Pearce, currently a U.S. congressman, said he would he would devise a new plan within six months in consultation with teachers and other stakeholders. He said teachers are currently being judged on metrics that do not accurately reflect their effectiveness.

“We all want accountability and quality results, but the current system has crushed the spirit of many talented educators and contributed to our state’s teacher shortage,” Pearce said.

Outgoing two-term Republican Gov. Susana Martinez has pushed to incorporate teacher evaluations and students’ standardized test results into a system aimed at instilling greater accountability.
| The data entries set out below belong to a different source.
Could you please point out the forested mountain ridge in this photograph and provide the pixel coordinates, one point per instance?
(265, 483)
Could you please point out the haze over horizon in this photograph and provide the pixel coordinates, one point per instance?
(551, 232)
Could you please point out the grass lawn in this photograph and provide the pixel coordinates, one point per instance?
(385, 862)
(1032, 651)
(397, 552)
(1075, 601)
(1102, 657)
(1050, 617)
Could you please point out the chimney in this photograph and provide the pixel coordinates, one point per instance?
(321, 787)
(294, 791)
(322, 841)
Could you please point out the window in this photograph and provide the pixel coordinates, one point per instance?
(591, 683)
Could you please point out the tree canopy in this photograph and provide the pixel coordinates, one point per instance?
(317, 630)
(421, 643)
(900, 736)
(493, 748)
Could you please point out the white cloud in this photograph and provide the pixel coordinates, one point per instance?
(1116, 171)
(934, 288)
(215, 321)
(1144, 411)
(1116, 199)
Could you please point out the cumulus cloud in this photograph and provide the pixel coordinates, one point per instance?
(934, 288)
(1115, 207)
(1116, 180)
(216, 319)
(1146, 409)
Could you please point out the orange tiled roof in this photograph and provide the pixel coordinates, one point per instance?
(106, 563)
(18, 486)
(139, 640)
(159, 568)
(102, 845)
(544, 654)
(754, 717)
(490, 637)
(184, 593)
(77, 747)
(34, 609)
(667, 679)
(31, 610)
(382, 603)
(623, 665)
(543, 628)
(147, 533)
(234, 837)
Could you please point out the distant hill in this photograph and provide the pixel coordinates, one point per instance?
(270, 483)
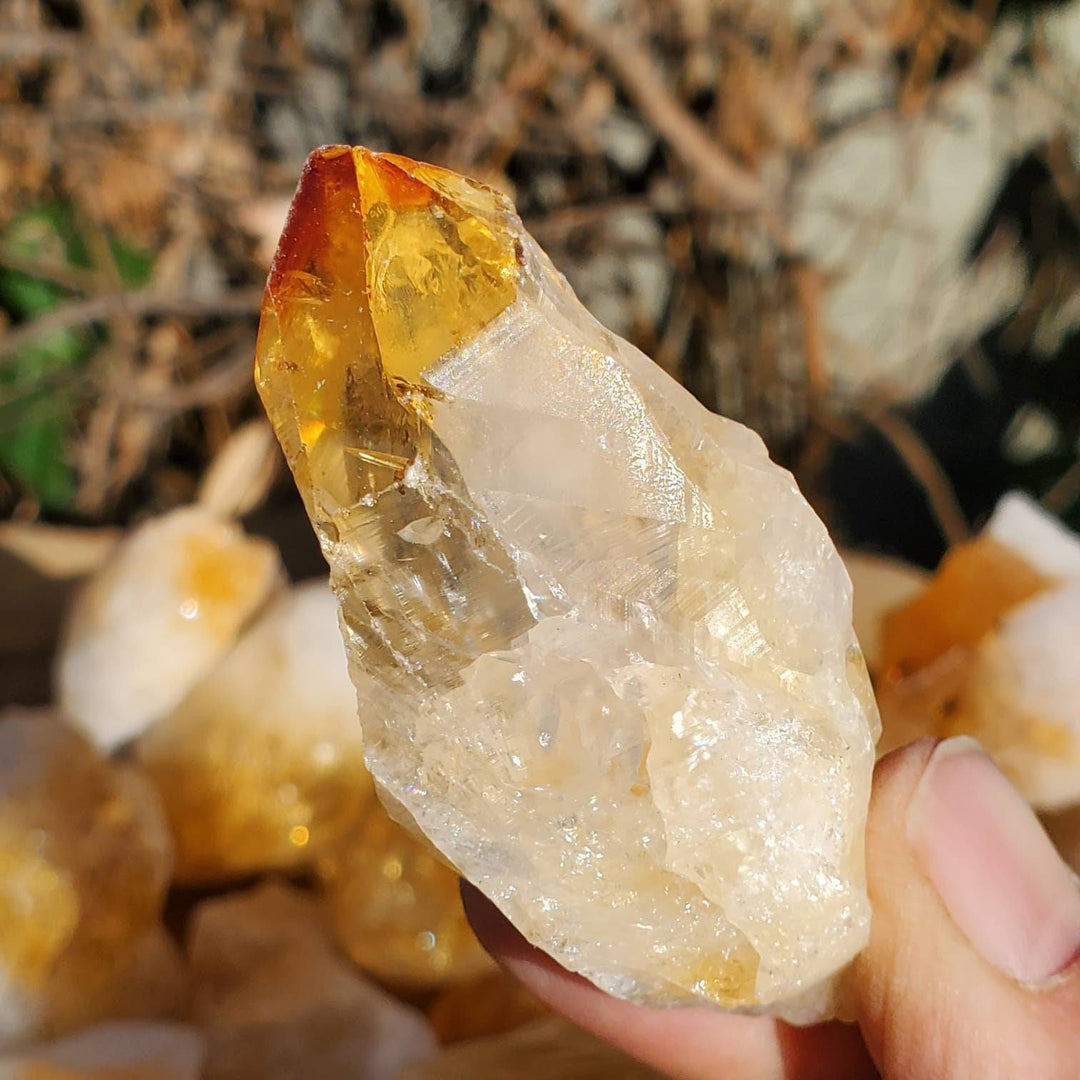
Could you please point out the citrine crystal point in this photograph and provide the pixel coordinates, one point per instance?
(603, 646)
That has prompted protests by teachers and legal challenges from unions.

Union leaders said Pearce was late to denounce shortcomings in the evaluation system and questioned whether he would respond to the concerns of the majority of classroom teachers.

Pearce also raised concerns about teachers being penalized on performance reviews for taking days off that they are entitled to under their contract, though recent policy revisions from the state Public Education Department have allowed additional excused absences.

Pearce said the need to suspend the current system became clear based during conversations with teachers, local school officials, state lawmakers and advocacy groups.

He is running against Democratic nominee Michelle Lujan Grisham, who has garnered early endorsements of major teacher unions. Lujan Grisham also has called for reform of the state’s teacher evaluation system.

Martinez cannot run for a third consecutive term.